Der 150 Jahre alte Konzertflügel des Komponisten Richard Wagner ist nach monatelanger Restaurierung in Belgien nach Bayreuth zurückgekehrt. Das historische Steinway-Instrument in der «Villa Wahnfried» soll in diesem Sommer bei zahlreichen Konzerten wieder klingen wie im Jahr seiner Entstehung 1876. Nicht mehr verwendbare alte Teile wurden teils nach historischem Vorbild angefertigt, teils mit Materialien ersetzt, die denen des Herstellungsjahres entsprechen, wie das Richard Wagner Museum mitteilte.

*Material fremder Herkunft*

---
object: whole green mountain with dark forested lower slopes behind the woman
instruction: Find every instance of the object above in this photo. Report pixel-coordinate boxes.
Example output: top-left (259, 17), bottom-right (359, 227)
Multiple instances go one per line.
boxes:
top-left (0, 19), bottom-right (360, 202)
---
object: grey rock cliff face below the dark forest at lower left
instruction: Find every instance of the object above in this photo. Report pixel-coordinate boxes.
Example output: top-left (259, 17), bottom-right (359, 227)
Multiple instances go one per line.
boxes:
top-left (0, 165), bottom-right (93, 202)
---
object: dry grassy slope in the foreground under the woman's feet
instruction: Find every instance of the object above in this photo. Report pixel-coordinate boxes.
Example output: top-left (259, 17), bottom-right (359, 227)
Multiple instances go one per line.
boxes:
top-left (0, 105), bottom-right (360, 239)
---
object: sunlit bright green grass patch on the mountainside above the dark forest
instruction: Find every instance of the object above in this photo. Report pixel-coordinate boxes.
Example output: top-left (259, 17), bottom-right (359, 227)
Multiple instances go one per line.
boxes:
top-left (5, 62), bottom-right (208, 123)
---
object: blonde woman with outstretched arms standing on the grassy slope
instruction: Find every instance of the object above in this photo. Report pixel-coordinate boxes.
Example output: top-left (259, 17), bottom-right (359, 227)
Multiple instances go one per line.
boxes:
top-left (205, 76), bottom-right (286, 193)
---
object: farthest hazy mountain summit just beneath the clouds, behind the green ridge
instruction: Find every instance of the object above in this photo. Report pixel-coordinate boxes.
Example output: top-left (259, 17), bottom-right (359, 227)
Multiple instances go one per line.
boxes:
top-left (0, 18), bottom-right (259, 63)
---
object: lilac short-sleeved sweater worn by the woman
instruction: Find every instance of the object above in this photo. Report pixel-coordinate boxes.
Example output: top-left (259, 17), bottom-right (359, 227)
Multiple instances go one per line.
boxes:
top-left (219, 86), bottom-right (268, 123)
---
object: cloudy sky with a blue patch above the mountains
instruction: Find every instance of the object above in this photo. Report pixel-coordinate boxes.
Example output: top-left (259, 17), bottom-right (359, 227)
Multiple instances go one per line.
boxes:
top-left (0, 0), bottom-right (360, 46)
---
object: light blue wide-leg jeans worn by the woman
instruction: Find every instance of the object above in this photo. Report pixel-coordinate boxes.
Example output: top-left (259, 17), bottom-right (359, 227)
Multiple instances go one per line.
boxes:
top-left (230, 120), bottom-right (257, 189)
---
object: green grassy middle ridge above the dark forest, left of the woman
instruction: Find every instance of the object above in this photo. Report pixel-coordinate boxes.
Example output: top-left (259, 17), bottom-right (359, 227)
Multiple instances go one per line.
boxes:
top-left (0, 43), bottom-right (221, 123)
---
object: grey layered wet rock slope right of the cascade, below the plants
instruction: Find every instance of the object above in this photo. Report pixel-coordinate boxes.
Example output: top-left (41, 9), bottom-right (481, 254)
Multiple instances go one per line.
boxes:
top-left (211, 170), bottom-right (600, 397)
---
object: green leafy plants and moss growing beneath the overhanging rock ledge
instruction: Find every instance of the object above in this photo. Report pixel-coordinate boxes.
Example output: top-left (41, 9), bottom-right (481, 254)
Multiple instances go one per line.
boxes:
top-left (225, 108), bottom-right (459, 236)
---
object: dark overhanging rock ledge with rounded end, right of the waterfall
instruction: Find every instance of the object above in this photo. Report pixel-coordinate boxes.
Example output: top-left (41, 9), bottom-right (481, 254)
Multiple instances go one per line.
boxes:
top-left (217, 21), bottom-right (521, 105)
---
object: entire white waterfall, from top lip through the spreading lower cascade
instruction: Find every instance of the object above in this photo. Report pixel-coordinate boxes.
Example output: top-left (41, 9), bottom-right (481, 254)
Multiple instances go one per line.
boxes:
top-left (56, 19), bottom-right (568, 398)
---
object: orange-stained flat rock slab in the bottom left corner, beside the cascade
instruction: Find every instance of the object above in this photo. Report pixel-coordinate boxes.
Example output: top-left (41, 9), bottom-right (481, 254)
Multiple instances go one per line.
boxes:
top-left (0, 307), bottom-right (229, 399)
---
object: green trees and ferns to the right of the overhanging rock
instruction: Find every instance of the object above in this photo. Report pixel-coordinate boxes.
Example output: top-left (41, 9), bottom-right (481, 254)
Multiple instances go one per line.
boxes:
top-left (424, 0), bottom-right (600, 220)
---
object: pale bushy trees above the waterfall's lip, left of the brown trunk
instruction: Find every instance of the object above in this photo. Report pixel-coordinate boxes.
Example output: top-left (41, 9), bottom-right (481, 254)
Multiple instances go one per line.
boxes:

Wagners persönlicher Flügel
Der New Yorker Klavierbauer hatte Wagner den Flügel als Anerkennung seines Lebenswerks geschenkt – mit Widmung und Wagners Namen auf dem oberen Deckel, auf dem sich üblicherweise nur der Name des Herstellers findet. Der Komponist ist für den «Ring des Nibelungen», «Tannhäuser» und andere Opern bekannt, brachte jedoch in seiner Jugend auch einige Klavierwerke zu Papier.
Instandhaltung historischer Flügel ist schwierig
Flügel sind generell weit weniger haltbar als historische Geigen, in der Regel sind Tasteninstrumente aus dem 19. Jahrhundert kaum noch spielbar. So treten häufig Ermüdungsrisse im Stahlrahmen auf, an dem die Saiten befestigt sind. An der Restauration beteiligt war die Bayreuther Klaviermanufaktur Steingraeber, die zwar weniger bekannt ist als Steinway, aber in der Fachwelt einen hervorragenden Ruf hat. Die Kosten der Restauration bezifferte das Museum auf 41.000 Euro. Zum Vergleich: Ein aktueller Steinway-Konzertflügel von 2,74 Metern Länge schlägt mit einem Neupreis von weit über 200.000 Euro zu Buche.